Friday, April 19, 2024
No menu items!
HomeData IntegrationMastering Data Lake Ingestion: Methods and Best Practices To Know

Mastering Data Lake Ingestion: Methods and Best Practices To Know

Data is a valuable business asset, lying at the center of decision-making, customer satisfaction, and product development. However, data remains useless before it’s processed. The first step in processing involves extracting and transferring data from where they’re generated to storage locations/staging areas like data lakes or warehouses for use through data ingestion. Data ingestion is similar to an ETL or ELT process. 

With the Extract, Transform, Load (ETL) process, data transformation occurs after extraction, before loading the data into storage locations. A new form of ETL called the Extract, Load, Transform (ELT) first loads the data into data lakes/warehouses before the transformation. ELT usually involves unstructured data, making the data lake the most common destination for ELT processes. 

Data lakes are highly-scalable, flexible, cost-effective storage solutions that store data in raw formats. They have become a popular economical storage solution, with a projected market value of 17.60 billion by 2026, from 3.74 billion in 2020. Data ingestion into data lakes helps to create a robust data repository that can transform and adapt data for various use cases like machine learning and advanced analytics.

This article discusses data lake ingestion, its methods, architecture, and best practices.

Data Lake Ingestion Reference Architecture

The Double-Edged Sword of Data Lake Ingestion

Data ingestion occurs in two main ways: streaming or in batches. Streaming ingestion occurs in near real-time as data generation and is ELTed into data lakes. Streaming data ingestion enables real-time events analytics and reduces the risk of losing events in case of a network crash. However, streaming ingestion can be expensive and lead to excessive traffic.

With batched ingestion, data is grouped into a server for some time before ingestion into data lakes or warehouses. This type of ingestion is cheaper and makes it easier to batch data from multiple sources in different formats before ingestion.

Because data lakes store raw, unprocessed data, enforce no schema on data loading, and are a cost-effective storage option, they remain the routine destination for data ingestion. Data lakes can also store all data types, from unstructured to structured data formats, promoting easy cloud data lake integration for diverse use cases. However, even with the benefits of flexibility, scalability, and adaptability to power data science and machine learning promised by data lakes, your data lake can become a data swamp without the proper data management architecture, tools, and data governance policies.

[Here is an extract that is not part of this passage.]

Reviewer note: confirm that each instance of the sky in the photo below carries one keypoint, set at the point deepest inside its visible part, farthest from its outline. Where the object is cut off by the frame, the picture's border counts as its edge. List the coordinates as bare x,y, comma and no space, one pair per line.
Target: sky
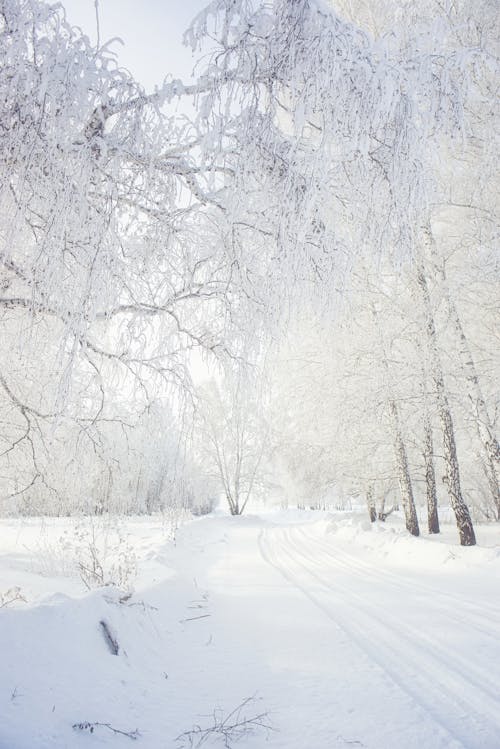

Here are some signs your data lake is at risk of becoming a data swamp:

Lack of metadata management: Metadata explains valuable relationships between data and helps users, data experts, and automation tools find, use, operate, and reuse data to maximize its value. Without proper metadata management for your data lakes, there is no context to data, and data governance and quality become tough to achieve, making it unsuitable for use.
Poor data governance: Data governance helps keep track of data ingested into data lakes and ensures data maintenance and quality during ingestion. Without defining data governance policies and quality standards, data governance efforts become hard to track, causing useless and irrelevant data to be present in your data lake.
Presence of irrelevant and outdated data: Data lakes contain organized, flexible, and relevant data. Data swamps, on the other hand, contain old and irrelevant data without proper organization. Proper transparency into data before ingestion helps establish data relevance to businesses, thereby preventing the accumulation of unnecessary data. Without frequent audits to check data for relevance and accuracy in your data lake, your data lake can quickly become home to irrelevant, unclean data that poses no value to business decisions and negatively affects business decisions downstream.
Lack of automation: Data lakes hold large amounts of data in multiple raw formats and keep ingesting from data sources. Without automation tools to help monitor and keep track of the data in your data lakes, maintaining organization, data management, and governance becomes tough, which may create a data swamp.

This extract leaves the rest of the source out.